Check data from AntWeb

Biology

Castes

Known only from the worker caste.

Nomenclature

The following information is derived from Barry Bolton's New General Catalogue, a catalogue of the world's ants.

  • cristiani. Adelomyrmex cristiani Fernández, 2003b: 16, figs. 36, 75 (w.) COLOMBIA.

Unless otherwise noted the text for the remainder of this section is reported from the publication that includes the original description.

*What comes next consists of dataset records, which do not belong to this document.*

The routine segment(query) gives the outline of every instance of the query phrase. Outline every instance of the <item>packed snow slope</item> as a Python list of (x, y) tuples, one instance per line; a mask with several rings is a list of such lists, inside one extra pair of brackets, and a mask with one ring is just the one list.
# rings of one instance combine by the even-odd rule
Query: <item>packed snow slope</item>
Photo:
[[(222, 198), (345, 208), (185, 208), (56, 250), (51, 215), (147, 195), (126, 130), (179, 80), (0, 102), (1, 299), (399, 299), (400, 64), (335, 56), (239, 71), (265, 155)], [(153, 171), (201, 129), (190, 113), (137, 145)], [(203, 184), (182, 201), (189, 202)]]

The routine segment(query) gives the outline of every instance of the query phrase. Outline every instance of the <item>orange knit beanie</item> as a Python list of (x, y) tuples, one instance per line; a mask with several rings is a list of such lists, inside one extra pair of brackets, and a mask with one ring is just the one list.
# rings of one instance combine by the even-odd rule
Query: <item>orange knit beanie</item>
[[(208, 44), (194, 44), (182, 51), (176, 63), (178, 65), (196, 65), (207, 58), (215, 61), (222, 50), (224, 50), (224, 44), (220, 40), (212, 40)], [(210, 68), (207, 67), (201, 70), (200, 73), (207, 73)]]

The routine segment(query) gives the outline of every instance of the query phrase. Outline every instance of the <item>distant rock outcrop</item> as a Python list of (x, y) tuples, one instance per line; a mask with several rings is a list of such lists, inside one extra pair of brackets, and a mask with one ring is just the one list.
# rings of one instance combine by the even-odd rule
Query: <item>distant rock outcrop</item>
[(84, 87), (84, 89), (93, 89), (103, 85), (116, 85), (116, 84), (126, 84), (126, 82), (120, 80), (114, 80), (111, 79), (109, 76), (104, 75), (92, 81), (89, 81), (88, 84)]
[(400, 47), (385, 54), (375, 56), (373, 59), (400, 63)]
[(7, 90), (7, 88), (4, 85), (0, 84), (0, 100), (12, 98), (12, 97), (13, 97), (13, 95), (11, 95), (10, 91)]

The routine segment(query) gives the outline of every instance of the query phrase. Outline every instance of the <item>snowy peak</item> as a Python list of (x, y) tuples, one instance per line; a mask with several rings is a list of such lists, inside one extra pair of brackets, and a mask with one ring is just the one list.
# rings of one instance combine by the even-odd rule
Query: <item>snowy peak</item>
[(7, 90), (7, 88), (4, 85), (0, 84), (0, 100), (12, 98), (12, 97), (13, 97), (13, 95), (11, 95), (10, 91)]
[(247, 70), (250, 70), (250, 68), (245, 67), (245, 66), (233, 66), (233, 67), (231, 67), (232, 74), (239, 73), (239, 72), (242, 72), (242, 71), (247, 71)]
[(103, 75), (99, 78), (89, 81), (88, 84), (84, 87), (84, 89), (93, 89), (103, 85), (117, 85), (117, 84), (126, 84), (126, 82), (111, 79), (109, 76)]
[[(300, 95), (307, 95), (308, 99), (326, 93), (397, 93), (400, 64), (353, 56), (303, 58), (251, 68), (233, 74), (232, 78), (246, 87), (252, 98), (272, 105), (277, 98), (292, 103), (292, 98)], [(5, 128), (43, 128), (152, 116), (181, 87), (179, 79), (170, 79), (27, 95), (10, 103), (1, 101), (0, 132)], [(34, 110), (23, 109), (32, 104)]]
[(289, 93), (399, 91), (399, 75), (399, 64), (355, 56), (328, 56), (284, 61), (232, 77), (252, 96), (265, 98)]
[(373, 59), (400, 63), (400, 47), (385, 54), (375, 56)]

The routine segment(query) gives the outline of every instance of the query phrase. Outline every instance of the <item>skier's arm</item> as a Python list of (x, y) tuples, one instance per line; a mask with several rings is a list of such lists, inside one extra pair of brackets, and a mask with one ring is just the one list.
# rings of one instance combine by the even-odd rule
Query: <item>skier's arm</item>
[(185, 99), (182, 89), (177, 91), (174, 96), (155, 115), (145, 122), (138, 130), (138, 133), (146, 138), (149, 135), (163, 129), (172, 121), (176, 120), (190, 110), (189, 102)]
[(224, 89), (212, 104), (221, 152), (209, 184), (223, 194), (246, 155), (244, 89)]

Longino (2012) - The holotype of A. cristiani came from a series of Berlese samples from the Tatamá elevational transect studied by van der Hammen et al. (van der Hammen & Ward 2005). I examined three additional workers provided by P. S. Ward. Two were from two additional sites on the Tatamá transect (TATA206 and TATA212, at 1540 m and 1950 m elevation, respectively), and one was from a wet forest site in Pichincha Province, Ecuador, at 1500 m (PSW11503.9). The specimens showed discordant character variation. The Ecuador and TAT212 specimens have similar mandibular dentition: there are three main apical teeth, two or three small denticles, and a broad triangular tooth that is near the basal tooth. Thus, these specimens exhibit the character of the Central American species Adelomyrmex dentivagans, Adelomyrmex mackayi, Adelomyrmex nortenyo, and Adelomyrmex quetzal. The mandibles on TAT206 are difficult to observe, but one partially open mandible appears to have a more typical dentition, lacking the large triangular tooth on the basal margin. The Ecuador and TAT206 specimens have the petiolar node smooth and shiny; the TAT212 specimen has the node irregularly rugose.

Description

Worker

Holotype. HL 0.50 HW 0.44 SL 0.23 EL 0.04 WL 0.39 GL 0.60 TL 1.87 CI 88 SI 52.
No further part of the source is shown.